Ngcaba explained the delay in licensing LTE and LTE Advance has cost Africa US$100 billion in investments over the last five years and the continent will continue to lose the same amount in investments for every five years it delays in rolling out LTE and LTE Advance.  


He said there are 200 million Africans left to be including in the digital revolution and those 200 million are rural dwellers who cannot afford the high cost of service so regulators needed to enable the industry players to extend affordable services to them.


“This mode of regulation that places impediments in the way of service providers and investors cannot continue if indeed we want to reach the remaining 200 million Africans who live in poor areas and cannot afford to pay for all the additional charges that the regulators place on the telcos,” he said.


“The term ‘telecoms’ will be completely lost in the next five years and ‘internet’ will be the key word. Voice service will then either become absolutely free or be part of data packages. This requires deep pocket investment into the expansion of internet service to the rural areas now, but the current mode of regulation is a disincentive to investment,” Ngcaba said.


The way forward – Satellite


Ngcaba is convinced that “open access is the best route to go for Africa. We should allow for open access in LTE, digital dividend spectra and fibre. We should create common platforms under an open access model so that people can provide affordable service.”  


He argued that the most affordable way to reach the rural areas is not through fibre and microwave but through satellite and satellite could only be affordable if Africa had its orbital slots.

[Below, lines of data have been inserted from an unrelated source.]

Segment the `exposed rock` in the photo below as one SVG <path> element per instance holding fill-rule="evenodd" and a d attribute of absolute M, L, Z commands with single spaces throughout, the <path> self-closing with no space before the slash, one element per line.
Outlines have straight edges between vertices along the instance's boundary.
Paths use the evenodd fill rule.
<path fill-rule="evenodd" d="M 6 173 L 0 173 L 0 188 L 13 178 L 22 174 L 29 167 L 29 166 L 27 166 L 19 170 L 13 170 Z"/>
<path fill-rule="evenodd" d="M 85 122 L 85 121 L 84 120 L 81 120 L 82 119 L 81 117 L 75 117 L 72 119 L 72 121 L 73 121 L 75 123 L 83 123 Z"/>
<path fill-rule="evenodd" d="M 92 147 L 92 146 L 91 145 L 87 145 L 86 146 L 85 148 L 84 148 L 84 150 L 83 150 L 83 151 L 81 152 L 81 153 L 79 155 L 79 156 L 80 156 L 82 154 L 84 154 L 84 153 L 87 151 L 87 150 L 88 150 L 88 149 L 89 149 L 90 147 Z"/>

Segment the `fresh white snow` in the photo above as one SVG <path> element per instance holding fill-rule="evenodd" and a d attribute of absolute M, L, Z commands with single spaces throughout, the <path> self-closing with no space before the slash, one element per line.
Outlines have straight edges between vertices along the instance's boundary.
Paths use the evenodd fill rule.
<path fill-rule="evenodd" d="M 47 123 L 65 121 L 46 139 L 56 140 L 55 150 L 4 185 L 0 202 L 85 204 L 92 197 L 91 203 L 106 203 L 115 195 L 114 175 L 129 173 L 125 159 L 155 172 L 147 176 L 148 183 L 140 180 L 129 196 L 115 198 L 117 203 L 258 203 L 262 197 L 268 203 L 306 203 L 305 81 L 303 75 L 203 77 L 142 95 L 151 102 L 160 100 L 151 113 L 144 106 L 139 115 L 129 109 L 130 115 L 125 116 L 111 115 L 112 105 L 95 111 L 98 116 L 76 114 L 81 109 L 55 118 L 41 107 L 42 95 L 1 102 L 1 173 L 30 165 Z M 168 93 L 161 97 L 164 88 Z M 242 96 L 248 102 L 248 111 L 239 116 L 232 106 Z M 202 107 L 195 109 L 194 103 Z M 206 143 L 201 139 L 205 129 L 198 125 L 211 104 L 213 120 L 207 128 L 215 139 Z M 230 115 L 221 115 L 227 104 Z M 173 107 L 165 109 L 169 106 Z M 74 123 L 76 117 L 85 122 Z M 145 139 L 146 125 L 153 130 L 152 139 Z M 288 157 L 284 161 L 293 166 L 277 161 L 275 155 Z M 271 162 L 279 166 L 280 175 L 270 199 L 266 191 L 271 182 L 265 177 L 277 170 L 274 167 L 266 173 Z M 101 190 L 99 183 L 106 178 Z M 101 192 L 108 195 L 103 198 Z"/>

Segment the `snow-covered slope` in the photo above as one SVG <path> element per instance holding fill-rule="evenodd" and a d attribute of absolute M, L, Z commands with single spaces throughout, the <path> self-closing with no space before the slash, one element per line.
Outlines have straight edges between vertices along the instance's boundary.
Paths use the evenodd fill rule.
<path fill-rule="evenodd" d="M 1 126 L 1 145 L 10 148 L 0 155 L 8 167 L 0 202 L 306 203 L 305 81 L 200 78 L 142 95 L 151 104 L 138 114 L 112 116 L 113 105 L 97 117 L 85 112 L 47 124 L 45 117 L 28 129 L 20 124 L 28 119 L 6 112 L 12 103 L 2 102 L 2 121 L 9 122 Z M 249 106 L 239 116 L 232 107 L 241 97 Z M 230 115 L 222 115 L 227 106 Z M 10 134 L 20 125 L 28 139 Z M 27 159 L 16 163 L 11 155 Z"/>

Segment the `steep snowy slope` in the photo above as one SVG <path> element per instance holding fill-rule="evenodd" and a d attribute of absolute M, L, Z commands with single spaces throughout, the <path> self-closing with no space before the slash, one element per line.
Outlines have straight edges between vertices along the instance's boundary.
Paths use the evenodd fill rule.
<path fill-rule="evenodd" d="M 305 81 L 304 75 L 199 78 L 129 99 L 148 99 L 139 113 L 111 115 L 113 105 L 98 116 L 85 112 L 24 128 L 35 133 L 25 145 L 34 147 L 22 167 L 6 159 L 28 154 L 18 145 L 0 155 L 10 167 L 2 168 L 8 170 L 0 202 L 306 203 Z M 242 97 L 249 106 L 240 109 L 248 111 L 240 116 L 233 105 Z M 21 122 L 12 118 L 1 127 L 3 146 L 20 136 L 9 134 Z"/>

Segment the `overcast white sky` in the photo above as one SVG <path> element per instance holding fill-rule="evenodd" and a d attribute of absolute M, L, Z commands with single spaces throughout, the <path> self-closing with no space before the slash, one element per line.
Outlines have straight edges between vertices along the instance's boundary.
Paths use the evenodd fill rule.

Ngcaba said governments and regulators should therefore be moving towards policies that would encourage the required deep pocket investments for the acquisition of satellite and orbital slots in space.


He is calling on Africa governments to put their forces together and fight at the ITU for the ownership of “our own satellite and orbital slots so we can make service affordable to our rural poor.”


“These orbital slots were created when African countries were colonies of other countries but now we are independent so we can use regulations at the ITU – we can come together and use our votes to get a fourth region or we can purchase our own satellite,” he said.


Ngcaba acknowledged owning a satellite and orbital slot is very expensive but insisted that “we can acquire one through a public private partnership across Africa to raise funds and buy out one of the western satellite companies that already have a presence in Africa.”


He is also urging telcos to do better engineering at base stations to ensure low fuel consumption and use off-grid sources of power in order to make service affordable for the rural folk.


“Smartphone manufacturers would also be required to come up with handsets that consume less power with batteries that could last for at least three days even when in use 24/7,” he said.


A director at US-based McKinsey and Company, Safroadu Yeboah-Amankwah said the current mode of telecom regulation is negatively affecting corporate Africa as a whole, because the impeding policies and measures do not only affect the network operators but much more their corporate clients who provide jobs and income for several Africans.


Meanwhile, a research conducted by McKinsey and Co. predicts that if the growth of internet moves as fast as that of mobile technology did in Africa, the current US$18 billion ICT contributes to the GDP of Africa, would rocket to US$300 billion every year, but change in mode of regulation to encourage investment is a prerequisite to that possible benefit.


The study, titled “Lions go digital: The Internet’s transformative potential in Africa” also estimates that the current number of 167 million internet users in Africa is set to more than triple to 600 million by 2025.